Si tenemos en cuenta que los ultraprocesados buscan el clímax del sabor, sublimar el placer que sentimos en cada bocado amplificando todo lo posible las cantidades de azúcar, grasa y sal, pero siempre en la medida justa para evitar una sobrecarga de nuestros sentidos -es decir, para evitar la mencionada saciedad sensorial específica-, parece razonable pensar que su consumo sí llevará a una menor sensibilización hacia los sabores.

"Sin azúcar, por favor"MikeKunzMedien (pixabay)
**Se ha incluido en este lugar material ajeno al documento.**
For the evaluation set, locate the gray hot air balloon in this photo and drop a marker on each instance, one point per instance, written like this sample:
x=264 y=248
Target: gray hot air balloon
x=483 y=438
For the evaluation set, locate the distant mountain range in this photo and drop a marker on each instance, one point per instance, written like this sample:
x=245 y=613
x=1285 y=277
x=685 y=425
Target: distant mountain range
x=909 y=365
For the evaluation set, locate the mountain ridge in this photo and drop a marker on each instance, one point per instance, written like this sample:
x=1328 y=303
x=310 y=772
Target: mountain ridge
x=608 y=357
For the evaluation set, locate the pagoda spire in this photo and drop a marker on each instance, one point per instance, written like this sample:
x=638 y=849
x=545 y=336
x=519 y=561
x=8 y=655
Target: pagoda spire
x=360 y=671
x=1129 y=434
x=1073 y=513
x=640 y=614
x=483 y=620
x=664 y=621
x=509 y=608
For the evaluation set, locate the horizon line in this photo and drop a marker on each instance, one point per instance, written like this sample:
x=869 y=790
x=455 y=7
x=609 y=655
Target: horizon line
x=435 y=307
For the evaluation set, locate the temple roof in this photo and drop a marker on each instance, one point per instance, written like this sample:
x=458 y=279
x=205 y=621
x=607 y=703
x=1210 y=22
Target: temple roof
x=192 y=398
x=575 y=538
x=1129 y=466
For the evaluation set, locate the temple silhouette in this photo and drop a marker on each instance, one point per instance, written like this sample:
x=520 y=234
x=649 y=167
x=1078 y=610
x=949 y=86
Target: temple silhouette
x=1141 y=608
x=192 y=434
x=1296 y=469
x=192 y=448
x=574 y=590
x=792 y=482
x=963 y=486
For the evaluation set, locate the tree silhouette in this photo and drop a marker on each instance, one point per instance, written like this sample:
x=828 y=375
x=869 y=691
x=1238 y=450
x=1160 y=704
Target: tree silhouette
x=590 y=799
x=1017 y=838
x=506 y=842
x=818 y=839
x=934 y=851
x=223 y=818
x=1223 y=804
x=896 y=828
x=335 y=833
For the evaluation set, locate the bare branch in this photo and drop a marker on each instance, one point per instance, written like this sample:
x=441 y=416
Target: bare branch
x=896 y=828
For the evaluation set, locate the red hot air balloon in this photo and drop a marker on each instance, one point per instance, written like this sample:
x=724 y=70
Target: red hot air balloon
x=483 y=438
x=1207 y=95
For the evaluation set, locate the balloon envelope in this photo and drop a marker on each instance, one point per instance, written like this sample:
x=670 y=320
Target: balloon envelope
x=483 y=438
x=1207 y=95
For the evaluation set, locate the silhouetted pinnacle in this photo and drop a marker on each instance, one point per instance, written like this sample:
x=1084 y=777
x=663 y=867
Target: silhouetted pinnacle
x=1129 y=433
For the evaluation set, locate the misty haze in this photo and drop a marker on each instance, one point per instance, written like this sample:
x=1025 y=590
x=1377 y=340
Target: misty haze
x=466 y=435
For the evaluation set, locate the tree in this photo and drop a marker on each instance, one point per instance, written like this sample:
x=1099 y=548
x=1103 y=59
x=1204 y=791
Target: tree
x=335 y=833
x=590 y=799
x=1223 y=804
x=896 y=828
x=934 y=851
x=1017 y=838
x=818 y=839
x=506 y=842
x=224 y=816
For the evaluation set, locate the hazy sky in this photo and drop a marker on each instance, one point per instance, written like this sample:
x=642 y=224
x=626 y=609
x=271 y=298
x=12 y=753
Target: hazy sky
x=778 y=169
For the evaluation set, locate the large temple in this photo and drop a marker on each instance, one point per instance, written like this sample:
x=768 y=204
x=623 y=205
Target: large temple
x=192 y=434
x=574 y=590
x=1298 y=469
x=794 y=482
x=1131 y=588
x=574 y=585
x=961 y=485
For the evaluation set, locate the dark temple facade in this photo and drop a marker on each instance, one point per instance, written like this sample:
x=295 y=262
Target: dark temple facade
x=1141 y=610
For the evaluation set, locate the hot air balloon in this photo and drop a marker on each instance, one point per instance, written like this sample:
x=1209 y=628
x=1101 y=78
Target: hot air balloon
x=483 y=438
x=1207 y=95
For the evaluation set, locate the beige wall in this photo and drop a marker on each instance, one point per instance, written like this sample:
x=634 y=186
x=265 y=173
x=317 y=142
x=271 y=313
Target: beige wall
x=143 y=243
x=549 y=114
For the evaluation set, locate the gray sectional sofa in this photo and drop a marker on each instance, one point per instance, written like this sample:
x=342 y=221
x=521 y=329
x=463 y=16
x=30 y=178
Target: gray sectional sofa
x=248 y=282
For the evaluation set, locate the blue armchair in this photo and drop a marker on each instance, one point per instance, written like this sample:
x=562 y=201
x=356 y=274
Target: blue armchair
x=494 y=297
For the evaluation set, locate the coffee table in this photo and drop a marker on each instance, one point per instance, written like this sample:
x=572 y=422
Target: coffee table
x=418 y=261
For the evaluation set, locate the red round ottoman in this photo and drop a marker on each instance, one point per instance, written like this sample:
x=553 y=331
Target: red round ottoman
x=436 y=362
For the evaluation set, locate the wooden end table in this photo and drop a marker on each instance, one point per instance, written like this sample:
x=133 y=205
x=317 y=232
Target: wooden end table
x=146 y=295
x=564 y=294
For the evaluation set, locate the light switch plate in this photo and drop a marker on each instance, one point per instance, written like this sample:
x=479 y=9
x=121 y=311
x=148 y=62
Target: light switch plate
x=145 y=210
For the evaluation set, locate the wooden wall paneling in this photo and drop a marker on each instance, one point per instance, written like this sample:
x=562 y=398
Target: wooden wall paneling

¿Qué podemos hacer al respecto?

Empoderarnos. Recuperar las riendas de este caballo desbocado en el que se ha convertido nuestra alimentación, y supone un trabajo ingente. No voy a insistir de nuevo en la idea de que nuestras decisiones no son libres, ya hemos dado suficientemente la turra con ello en otros artículos con las falacias que nos ha colado la industria o cómo afecta nuestra renta a nuestra dieta. Me cabrea tanto como a ti y me parece profundamente injusto que los consumidores estemos totalmente desprotegidos en un entorno que nos empuja constantemente a hacer elecciones alimentarias que son contrarias a nuestra salud. No debemos resignarnos y asumir que estas son las reglas del juego: mientras luchamos por cambiarlo, conozcamos también el terreno para poder movernos un poquito mejor.

Primer paso: identifiquemos al contrincante. ¿Sabemos distinguir un ultraprocesado de un procesado, o pensamos que todos los procesados son insanos y los evitamos todos? El hecho es que prácticamente todos los ultraprocesados, por definición, tienen un perfil nutricional malo y van a tratar de alterar nuestras elecciones alimentarias, pero muchos procesados son geniales: desde las verduras congeladas a las legumbres en conserva, pasando por el aceite de oliva. En este artículo Juan Revenga te ayuda a reconocer y diferenciar unos y otros.

Siguiente paso: conozcamos la estrategia. Uno de los grandes éxitos de la fracción malvada de la industria alimentaria ha sido convencernos de que el placer está en los alimentos insanos y de que los alimentos saludables son aburridos, insípidos, de dieta, un castigo. La diversión y el deleite, en los ultraprocesados. Rompamos con esta idea porque es absolutamente falsa. Se pueden hacer platos maravillosos con verduras o legumbres, las frutas al natural y los frutos secos tostados son una explosión de sabor y las especias nos ayudan a redondear cualquier plato.

Tercera fase: recuperemos los sabores de verdad. Puede ser un proceso más o menos costoso, y es absurdo pretender pasar de alimentarte a base de fideos instantáneos, cereales de desayuno y postres lácteos a disfrutar de unos palitos de apio crudo. Pero puedes reducir el consumo con varias estrategias: conócete y analiza cuál es tu consumo y en qué momentos es más fácil que tires de este tipo de productos.

¿Los comes a diario porque es lo que hay en la máquina de vending de la oficina? Puedes planificarte y llevar un picoteo saludable. ¿Llegas reventado a casa y solo quieres calentar algo en el microondas y olvidarte del mundo? Busca recetas saludables que te lleven cinco minutos. ¿No echas de menos las galletas de chocolate generalmente, pero si las tienes puedes comerte un paquete en un momento de estrés? No las compres.

Importante: no tienes que eliminarlos completamente de tu dieta. No lo intentes todo a la vez ni luches terriblemente contra los elementos y contra ti mismo. Busca la táctica que mejor se acople a ti, haz cambios pequeños que puedas mantener en el tiempo y que te motiven, no te desanimes si das dos pasos adelante y uno atrás porque ya estás más cerca de volver a disfrutar del sabor sin dopaje.